Bourg. jeuque, jeusque ; picard, dusque ; saintong. dusque ; provenç. juscas, duesca. La forme ancienne est dusque, desque, qui conduit au latin de-usque, renforcement de la préposition usque, qui, à elle seule, signifie jusqu'à ; le simple usque se trouve même dans de très anciens textes. La prononciation a changé très facilement de suivi d'une voyelle en j.

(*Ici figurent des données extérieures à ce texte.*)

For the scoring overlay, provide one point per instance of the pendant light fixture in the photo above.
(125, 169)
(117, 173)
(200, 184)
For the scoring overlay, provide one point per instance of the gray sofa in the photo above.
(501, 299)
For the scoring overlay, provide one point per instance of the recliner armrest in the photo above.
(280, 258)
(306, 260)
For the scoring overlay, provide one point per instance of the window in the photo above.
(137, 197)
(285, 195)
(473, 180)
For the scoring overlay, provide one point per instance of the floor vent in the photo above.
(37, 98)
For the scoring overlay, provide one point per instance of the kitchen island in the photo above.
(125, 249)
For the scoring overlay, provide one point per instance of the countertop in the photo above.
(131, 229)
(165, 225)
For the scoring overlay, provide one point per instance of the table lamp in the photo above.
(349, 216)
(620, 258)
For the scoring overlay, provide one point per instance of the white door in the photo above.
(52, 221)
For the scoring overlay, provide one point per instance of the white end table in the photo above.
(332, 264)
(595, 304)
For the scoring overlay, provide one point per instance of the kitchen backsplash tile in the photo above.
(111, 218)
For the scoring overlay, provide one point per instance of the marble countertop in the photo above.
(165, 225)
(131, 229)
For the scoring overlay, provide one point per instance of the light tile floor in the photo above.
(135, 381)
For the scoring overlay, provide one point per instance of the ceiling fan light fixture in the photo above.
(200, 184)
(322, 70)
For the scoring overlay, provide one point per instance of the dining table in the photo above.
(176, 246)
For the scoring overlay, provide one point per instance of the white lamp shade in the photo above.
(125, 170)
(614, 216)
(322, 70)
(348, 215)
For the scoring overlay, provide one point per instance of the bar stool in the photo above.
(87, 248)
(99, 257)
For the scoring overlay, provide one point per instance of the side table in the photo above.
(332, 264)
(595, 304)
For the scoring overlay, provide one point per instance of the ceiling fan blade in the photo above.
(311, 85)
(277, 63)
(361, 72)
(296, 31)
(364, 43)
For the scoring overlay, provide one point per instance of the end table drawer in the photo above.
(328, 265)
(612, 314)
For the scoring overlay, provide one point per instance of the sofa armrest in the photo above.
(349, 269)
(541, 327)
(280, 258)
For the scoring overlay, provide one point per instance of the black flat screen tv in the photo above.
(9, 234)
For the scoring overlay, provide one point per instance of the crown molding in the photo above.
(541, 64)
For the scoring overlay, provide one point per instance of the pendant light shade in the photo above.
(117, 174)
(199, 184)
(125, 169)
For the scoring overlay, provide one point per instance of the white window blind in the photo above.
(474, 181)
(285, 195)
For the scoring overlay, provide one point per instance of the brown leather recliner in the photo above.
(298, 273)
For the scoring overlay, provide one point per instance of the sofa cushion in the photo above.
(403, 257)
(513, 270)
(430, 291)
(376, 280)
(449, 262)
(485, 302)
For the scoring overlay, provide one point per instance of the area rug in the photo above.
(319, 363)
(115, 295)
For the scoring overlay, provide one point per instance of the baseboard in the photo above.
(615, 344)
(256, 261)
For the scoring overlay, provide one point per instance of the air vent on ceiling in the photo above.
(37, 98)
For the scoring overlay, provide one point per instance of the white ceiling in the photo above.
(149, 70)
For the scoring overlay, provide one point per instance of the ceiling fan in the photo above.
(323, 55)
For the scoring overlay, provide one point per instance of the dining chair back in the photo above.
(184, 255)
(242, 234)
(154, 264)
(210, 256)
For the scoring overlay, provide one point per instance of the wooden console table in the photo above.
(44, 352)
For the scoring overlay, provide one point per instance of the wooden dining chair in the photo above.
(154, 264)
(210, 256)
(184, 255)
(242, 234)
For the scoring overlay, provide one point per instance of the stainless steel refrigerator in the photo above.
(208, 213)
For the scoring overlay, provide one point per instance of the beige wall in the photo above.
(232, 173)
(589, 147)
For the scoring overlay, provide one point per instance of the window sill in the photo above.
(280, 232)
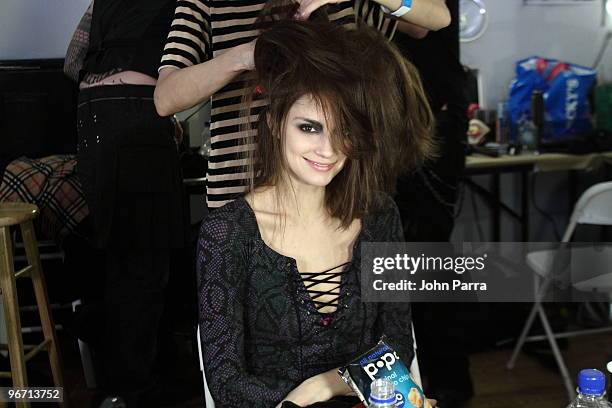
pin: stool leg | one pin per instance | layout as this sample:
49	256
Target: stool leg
40	290
11	310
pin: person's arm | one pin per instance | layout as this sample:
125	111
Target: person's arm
222	297
413	30
321	387
429	14
79	44
180	89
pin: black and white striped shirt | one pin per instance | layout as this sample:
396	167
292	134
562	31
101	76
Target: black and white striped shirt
202	29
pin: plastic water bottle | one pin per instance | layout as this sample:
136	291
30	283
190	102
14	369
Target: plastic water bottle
382	394
591	390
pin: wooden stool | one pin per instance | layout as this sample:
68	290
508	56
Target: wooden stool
22	214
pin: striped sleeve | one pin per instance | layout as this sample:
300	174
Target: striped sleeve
189	39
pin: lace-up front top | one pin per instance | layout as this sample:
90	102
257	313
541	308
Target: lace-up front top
266	327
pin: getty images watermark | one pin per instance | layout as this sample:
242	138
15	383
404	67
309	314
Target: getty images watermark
485	272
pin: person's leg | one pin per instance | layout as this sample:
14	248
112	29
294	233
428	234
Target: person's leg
426	201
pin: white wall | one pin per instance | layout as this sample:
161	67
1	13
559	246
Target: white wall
572	33
33	29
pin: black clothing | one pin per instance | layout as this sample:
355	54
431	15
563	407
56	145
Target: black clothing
261	332
128	165
128	35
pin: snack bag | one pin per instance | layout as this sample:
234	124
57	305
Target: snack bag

SUPPLÉMENT AU DICTIONNAIRE

JUSQUE. - REM. Ajoutez :

2. Jusqu'à ce que, on le voit au n° 5, s'emploie avec le subjonctif et l'indicatif. M. Terzuolo, Etudes sur le Dict. de l'Acad. franç. Prospectus, p. 24, a déterminé les cas où l'un ou l'autre de ces modes est requis : le second verbe doit être au subjonctif, lorsqu'il exprime une intention à remplir, non une intention remplie, un but à atteindre, non un but atteint ; dans le cas contraire, il faut absolument l'indicatif. Ainsi il y a une faute dans cette phrase : Mungo-Park arriva sur les bords du Niger, dont il continua à suivre les rives, jusqu'à ce que des obstacles insurmontables le forçassent à retourner sur ses pas ; mettez forcèrent. En effet l'intention de Mungo-Park n'était pas de suivre les bords du Niger jusqu'à la rencontre d'obstacles ; cette rencontre n'était ni voulue ni cherchée. Même faute dans ces phrases : La roue d'un wagon s'était brisée ; le fragment, sorti des rails, traîna sur le sable jusqu'à ce qu'il rencontrât le pont ; mettez rencontra. La loi du passe-port tombe périodiquement en désuétude jusqu'à ce que de nouveaux troubles la fassent revivre momentanément ; mettez la font. La règle de M. Terzuolo est bonne, non pas qu'il y ait faute grammaticale à mettre partout le subjonctif, mais parce que cette règle porte de la précision et de la logique dans la construction. M. Terzuolo note qu'il est des phrases douteuses où le choix entre le subjonctif et l'indicatif reste à volonté, le sens n'étant pas bien déterminé ; par exemple : Socrate se mit à se promener jusqu'à ce qu'il sentit [ou sentît] ses jambes s'appesantir, puis il se coucha sur le dos. Pendant les troubles de la capitale, Joly fit un voyage à Rome, et y demeura jusqu'à ce que la tranquillité fut [ou fût] rétablie.